In Gruppen mit Teamspeak verbringen wir viel Zeit im open RvR und in Szenarien und zum Equippen gehen wir in die PvE-Instanzen. Wenn du also kein Bock auf ständige Randomsuche hast und du gerne mit denselben Leuten in einer Gruppe spielst bist du bei uns richtig.


*Was uns auszeichnet*


Freundliche Gildenatmosphäre
Homepage
Belebtes Forum
Teamspeak-Server
MMOG-erfahrene Mitspieler
Gemeinsam PvE und ganz besonders oRvR und Szenarien
Mehrfache Gilde des Monats (Onlinewelten, Lotro-Szene)
Gildenbank
Gegenseitige Hilfe beim Crafting


Bei Interesse findet ihr hier weitere Infos: www.merenion.de


----------



## Akisu (8. August 2008)

eine weitere gilde auf der seite der ordnung 


			Dieser Inhalt steht nur eingeloggten Mitgliedern zur Verfügung.
        

... also paar wochen noch, dann sehen wir
uns ingame!


----------



## Rayon (8. August 2008)

Mehr Ordnung hier... sehr gut. Viel Erfolg euch. 

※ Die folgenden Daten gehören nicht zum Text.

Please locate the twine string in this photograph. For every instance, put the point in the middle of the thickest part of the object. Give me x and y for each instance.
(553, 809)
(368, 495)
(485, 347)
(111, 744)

			Dieser Inhalt steht nur eingeloggten Mitgliedern zur Verfügung.


----------



## Noriana (8. August 2008)

Euch auch viel Erfolg! (Es sei denn wir treffen uns auf dem Schlachtfeld.)  

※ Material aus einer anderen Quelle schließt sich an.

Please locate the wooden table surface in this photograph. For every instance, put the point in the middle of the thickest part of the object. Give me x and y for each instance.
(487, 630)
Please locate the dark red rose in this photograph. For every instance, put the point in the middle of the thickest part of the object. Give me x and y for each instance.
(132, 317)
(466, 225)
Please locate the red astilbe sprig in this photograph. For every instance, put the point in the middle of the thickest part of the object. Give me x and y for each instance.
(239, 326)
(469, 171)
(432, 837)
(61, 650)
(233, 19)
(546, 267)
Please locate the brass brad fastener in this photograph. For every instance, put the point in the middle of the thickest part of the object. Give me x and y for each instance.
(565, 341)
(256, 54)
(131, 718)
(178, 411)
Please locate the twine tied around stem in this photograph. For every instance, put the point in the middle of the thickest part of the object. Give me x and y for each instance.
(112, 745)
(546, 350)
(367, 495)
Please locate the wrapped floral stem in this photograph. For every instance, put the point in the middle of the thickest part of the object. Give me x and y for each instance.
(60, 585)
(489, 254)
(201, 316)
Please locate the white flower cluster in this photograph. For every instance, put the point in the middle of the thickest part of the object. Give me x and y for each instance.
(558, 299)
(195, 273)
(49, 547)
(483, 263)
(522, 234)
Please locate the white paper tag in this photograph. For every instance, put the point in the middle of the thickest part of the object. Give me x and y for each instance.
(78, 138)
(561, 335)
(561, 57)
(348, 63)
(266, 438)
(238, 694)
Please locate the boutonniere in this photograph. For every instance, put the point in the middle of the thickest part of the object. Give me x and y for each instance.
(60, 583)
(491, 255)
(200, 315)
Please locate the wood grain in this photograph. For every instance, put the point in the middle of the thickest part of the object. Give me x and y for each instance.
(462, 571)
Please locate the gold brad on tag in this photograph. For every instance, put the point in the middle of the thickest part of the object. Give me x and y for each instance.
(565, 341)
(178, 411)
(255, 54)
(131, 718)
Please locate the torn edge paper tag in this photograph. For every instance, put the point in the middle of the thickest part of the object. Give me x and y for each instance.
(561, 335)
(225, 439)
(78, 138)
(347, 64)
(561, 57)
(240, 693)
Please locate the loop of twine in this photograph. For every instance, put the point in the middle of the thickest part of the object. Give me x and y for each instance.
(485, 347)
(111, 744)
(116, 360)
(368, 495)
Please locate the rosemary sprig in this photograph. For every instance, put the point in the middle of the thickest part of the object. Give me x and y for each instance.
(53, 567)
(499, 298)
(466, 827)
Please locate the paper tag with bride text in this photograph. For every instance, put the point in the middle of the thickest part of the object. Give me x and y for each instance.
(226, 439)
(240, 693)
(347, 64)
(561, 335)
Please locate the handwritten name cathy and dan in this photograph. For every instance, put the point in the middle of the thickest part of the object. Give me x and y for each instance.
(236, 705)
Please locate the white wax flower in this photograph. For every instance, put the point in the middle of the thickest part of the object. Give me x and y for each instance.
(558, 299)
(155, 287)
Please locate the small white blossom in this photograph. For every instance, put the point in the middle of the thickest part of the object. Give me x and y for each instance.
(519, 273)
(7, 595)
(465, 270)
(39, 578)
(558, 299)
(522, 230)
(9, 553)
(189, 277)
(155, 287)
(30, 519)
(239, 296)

			Dieser Inhalt steht nur eingeloggten Mitgliedern zur Verfügung.


----------



## Noriana (14. August 2008)

Nachdem wir nun in kurzer Zeit schon viele tapfere Helden aufgenommen haben sind wir unserem Schritt eine mitgliederstarke und standhafte Gilde zu werden schon einen Schritt näher gekommen. Wir suchen aber noch weiterhin Mitglieder die eine stabile Gemeinschaft suchen!


----------



## Akisu (19. August 2008)

wieviele sinds denn schon?


----------



## Imzane (19. August 2008)

16


----------



## Skullzigg (23. August 2008)

ich hätte mal eine frage, wir die gilde  <Merenion> auf einem  Open RvR server erstellt ?


----------



## Noriana (24. August 2008)

Die Wahl ist noch unsicher, wir warten bis alle Informationen verfügbar sind und bis die Serverlisten bereit stehen.


----------



## Akisu (24. August 2008)

das klingt ja wirklich gut...!


----------



## Noriana (28. August 2008)

Schon ca. 35 Mitglieder!


----------



## Nerimos (2. September 2008)

Da mir die Gilde gut gefällt, ich den Link in den nächsten Tagen wohl öfter brauch und Ordnungsgilden hier eh unterpräsentiert sind, pushe ich einmalig.


----------



## Deathstyle (2. September 2008)

Nette aufmache, sieht gut aus, vorallem weil ihr Order spielt. 
Wenn ich als Suchender nun hier auf soeinen Post stoßen würde würden mich eig. noch eure Anforderungen interessieren - nur so als eventuelle Anregung - sonst /push.


----------



## Noriana (3. September 2008)

Was wir von potentiellen Mitgliedern erwarten ist ein erwachsenes Verhalten in Chat/Forum/TS, langfristige Motivation für das Spiel (viele von uns spielen schon fast 2 Jahre zusammen) und eine positive Grundeinstellung.


----------



## Edmond Dantes (5. September 2008)

Noriana schrieb:


> Wir streben eine hohe Mitgliederzahl an ...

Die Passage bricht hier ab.